Yeşillerin tasarruf önerisi: duş almak yerine bezle silinin
Peki Yeşiller Partisi cephesinde durıum nasıl? Kurulduğu yıllardaki savundukları ideolojilerden uzak tamamıyle muhafazakar-sağcı bir partinin izlediği tüm tüm poltikaları uygulamaya devam ediyor. Baden-Württemberg eyaleti başkanı (Yeşiller Partili) savaşı durdurun diyeceğine, savaşın yarattığı enerji krizini önlemek için halka akıl dışı tasarruf önerisi getiriyor.

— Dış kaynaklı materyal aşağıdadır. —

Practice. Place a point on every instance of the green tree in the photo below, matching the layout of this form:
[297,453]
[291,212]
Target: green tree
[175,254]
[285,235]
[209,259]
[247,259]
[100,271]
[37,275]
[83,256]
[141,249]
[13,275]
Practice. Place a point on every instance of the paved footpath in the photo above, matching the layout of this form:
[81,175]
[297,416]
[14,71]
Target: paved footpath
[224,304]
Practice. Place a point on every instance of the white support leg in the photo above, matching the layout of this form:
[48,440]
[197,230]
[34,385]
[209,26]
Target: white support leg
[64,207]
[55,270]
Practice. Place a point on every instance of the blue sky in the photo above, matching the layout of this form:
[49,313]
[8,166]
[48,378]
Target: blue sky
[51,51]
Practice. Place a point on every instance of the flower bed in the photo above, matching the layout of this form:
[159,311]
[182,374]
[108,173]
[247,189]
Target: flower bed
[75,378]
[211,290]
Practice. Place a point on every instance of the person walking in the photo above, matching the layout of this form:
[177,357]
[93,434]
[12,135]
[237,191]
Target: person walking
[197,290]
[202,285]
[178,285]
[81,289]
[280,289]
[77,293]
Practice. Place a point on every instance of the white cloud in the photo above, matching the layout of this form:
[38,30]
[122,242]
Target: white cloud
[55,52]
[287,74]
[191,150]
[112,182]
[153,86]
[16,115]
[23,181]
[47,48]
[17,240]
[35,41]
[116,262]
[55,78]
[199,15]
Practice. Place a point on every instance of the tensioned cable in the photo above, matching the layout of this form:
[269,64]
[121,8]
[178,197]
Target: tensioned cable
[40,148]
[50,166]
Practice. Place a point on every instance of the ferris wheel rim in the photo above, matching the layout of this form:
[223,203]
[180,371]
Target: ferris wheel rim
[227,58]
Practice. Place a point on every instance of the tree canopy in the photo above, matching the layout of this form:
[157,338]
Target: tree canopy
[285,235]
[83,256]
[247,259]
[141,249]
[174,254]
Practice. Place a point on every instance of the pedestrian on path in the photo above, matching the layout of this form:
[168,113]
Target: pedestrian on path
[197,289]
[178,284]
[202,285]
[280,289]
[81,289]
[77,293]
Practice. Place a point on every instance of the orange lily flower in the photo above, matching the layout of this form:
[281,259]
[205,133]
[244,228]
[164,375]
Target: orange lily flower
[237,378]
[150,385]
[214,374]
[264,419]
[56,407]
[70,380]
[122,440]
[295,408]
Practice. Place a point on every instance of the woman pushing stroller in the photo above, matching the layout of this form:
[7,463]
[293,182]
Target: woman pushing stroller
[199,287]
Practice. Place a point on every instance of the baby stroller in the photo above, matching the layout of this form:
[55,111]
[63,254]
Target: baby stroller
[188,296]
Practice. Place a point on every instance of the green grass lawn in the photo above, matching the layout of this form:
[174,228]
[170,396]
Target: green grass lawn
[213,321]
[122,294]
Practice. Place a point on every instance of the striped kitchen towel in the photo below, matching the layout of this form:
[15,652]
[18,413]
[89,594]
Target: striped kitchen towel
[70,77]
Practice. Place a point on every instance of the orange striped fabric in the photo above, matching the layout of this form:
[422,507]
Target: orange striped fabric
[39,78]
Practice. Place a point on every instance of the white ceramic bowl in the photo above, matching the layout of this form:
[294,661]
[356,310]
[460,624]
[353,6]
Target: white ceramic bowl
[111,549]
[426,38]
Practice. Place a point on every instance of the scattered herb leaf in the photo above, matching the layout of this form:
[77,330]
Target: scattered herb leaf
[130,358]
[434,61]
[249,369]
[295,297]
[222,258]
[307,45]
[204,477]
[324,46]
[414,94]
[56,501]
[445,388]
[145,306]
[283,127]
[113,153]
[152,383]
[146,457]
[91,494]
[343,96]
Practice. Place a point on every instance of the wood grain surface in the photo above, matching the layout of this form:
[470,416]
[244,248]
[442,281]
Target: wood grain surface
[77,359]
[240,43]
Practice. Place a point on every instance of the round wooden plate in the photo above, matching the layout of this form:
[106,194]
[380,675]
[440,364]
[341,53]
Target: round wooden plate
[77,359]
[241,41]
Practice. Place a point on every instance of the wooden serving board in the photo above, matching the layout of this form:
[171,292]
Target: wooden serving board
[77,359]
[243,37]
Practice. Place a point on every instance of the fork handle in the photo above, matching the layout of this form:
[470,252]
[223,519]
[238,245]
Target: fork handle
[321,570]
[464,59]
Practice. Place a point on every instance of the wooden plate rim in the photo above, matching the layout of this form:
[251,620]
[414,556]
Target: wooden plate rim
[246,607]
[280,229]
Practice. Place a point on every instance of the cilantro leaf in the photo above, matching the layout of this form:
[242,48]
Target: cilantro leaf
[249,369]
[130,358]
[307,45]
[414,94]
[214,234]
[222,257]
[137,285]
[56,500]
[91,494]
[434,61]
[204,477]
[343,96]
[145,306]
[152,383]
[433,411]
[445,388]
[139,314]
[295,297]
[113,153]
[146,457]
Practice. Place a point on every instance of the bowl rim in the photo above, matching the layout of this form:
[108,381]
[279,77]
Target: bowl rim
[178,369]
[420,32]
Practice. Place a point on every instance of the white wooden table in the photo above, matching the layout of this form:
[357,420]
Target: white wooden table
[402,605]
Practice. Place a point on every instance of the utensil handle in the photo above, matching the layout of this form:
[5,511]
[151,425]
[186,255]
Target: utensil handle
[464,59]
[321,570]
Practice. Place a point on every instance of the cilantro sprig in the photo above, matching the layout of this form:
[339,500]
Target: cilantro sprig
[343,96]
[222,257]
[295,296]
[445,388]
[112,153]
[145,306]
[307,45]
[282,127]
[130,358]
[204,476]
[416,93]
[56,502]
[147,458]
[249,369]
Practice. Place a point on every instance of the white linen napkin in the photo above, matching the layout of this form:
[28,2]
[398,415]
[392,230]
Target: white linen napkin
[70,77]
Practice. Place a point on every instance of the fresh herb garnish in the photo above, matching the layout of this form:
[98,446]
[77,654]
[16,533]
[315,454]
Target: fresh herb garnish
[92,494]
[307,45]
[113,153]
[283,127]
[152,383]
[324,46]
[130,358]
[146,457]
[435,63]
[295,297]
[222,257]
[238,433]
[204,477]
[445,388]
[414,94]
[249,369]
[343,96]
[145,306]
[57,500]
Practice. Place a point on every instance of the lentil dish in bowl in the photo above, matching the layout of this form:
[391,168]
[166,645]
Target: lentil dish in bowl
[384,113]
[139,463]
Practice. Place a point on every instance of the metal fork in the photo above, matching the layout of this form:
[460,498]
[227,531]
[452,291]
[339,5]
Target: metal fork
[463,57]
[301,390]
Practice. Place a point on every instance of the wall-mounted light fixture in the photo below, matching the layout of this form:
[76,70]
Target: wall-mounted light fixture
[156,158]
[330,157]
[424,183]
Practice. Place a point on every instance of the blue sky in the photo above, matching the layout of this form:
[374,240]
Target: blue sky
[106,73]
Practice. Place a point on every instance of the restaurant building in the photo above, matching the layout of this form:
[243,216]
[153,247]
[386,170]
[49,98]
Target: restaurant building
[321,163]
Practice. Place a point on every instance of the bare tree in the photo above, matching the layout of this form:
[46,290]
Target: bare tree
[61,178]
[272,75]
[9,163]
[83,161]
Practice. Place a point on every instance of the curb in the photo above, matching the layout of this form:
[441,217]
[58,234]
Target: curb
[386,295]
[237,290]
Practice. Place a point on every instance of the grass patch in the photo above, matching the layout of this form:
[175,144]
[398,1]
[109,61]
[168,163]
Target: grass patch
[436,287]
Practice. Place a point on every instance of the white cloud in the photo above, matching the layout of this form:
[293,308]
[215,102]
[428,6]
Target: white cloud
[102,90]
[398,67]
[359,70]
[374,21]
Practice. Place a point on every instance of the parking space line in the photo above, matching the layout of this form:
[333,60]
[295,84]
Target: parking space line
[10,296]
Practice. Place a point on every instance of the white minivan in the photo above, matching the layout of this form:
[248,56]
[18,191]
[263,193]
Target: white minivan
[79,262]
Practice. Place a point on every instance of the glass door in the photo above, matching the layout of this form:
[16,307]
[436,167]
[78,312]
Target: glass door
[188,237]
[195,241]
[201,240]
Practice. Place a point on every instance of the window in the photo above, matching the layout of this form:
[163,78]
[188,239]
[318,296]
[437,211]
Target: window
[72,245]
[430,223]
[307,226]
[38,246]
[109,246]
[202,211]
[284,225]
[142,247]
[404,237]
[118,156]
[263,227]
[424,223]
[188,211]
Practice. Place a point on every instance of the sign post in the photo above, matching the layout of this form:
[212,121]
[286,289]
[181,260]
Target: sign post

Winfried Kretschmann “Bir enerji kriziyle sınandığımız bu günlerde insanlar 'sürekli duş almak yerine' bir bez kullanarak çok tasarruf edebilirler” ifadelerini kullanıyor ve halka duş almak yerine bir bezle silinin tavsiyesinde bulunuyor.
Nitekim Alman sosyalistleri Yeşilleri 'savaş sarhoşu' olmakla suçlarken, kendilerini hala 'pasifist' olduklarını söyleyen Yeşiller barışı silahların gölgesinde aramaya devam ediyor.
Temel ilkeleri olan dış politikada askeri müdahalelere şiddetle karşı çıkan Yeşiller, şimdi Ukrayna'ya daha fazla silah gönderilmesi konıusunda koalisyon ortaklarına baskı yapıyor.
Federal Ekonomi Bakanı Yeşiller Partili Robert Habeck, Almanya'nın silah ihracatı üzerindeki merkezi kısıtlamaları kaldırmak ve gelecekte savaş ve kriz bölgelerine silah teslimatına izin vermek istiyor. Yeşiller Partili Dışişleri Bakanı Annelena Baerbock Ukrayna'ya panzer gönderilmesini yoğun bir biçimde savunmaya devam ediyor.
Alman hükümetinin savaş politikasına ilişkin çizgisi kırmızı hattı çoktan geçti bile.
Almanya Savunma Bakanı Lambrecht, Ukrayna'ya yeni silah ve teçhizat yapacağını bildirdi. Lambrecht 'Ukrayna'ya hızlı bir şekilde daha fazla teçhizat sağlanmasının ne kadar önemli olduğunu göstermektedir. Ukrayna'nın özellikle son birkaç gün içinde Alman silahlarının da yardımıyla elde ettiği başarıları görmek cesaret verici' ifadelerini kullandı.
Görüldüğü gibi Avrupa Birliği savaşın gölgesinde çetin bir kışa hazırlanıyor. Enerji fiatları, artan enflasyon, yoksulluk, istikrarsızlığa karşı dünyada silah savunma sanayinin gelirine gelir katması ve bunun karşısında ise artan 'toplumsal sessizlik' ve Avrupa solunun çaresizliği, çözüm üretmede başarısızlığı yeni bir dönemin başlangıcının sinyalini şimdiden veriyor!